Остальных солдат, признанных виновными (535 человек), повелено было привести вновь к присяге и разослать в Оренбургский, Сибирский и Кавказский корпуса.
В июне «Поездка в Ревель» вышла отдельным изданием с обозначением на титульном листе всех литературных званий автора — «член высочайше утвержденных Вольных С.-Петербургских Обществ: Любителей Словесности, Наук и Художеств и Соревнователей Просвещения и Благотворения». Тогда же в «Сыне отечества» появилась одобрительная рецензия.

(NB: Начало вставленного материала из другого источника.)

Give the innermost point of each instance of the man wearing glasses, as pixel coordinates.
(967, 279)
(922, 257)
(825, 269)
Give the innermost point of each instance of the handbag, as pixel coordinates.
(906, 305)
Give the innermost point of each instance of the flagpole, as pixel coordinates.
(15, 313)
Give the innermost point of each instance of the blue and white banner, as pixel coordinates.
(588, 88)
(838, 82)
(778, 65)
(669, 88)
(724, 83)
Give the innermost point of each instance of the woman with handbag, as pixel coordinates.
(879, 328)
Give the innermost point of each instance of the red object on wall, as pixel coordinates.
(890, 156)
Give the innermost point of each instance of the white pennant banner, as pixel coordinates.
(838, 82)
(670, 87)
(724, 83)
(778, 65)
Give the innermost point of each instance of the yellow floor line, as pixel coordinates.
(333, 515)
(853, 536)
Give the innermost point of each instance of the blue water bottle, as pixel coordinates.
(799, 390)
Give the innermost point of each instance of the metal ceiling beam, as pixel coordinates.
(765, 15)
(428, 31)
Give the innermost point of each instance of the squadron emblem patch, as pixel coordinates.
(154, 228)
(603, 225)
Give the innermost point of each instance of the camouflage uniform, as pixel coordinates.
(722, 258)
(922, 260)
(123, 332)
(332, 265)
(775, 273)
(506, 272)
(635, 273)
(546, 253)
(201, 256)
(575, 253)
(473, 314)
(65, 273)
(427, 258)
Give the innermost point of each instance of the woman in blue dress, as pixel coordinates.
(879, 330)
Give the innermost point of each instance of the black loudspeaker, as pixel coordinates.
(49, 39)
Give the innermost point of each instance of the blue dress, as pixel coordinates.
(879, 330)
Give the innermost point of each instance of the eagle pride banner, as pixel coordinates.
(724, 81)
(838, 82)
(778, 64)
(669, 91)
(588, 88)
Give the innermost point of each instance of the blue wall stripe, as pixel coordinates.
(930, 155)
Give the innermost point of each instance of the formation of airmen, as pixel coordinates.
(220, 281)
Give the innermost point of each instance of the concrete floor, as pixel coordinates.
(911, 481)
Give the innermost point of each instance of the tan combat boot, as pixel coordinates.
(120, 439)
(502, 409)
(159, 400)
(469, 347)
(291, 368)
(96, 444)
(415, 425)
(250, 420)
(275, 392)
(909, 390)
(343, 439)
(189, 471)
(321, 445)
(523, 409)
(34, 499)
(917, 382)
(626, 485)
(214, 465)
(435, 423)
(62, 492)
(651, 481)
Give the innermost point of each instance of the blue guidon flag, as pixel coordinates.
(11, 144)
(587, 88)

К этому времени издатели «Сына отечества» окончательно рассорились. Воейков умел создавать вокруг себя какие-то особенно тяжелые пары, и свойства этой воейковской атмосферы быстро разрушали его связи с людьми. Греч ждал только конца года, чтобы порвать с ним все деловые отношения, и с веселым ожесточением рассказывал, как Жуковский вытолкал Александра Федоровича вон из кабинета.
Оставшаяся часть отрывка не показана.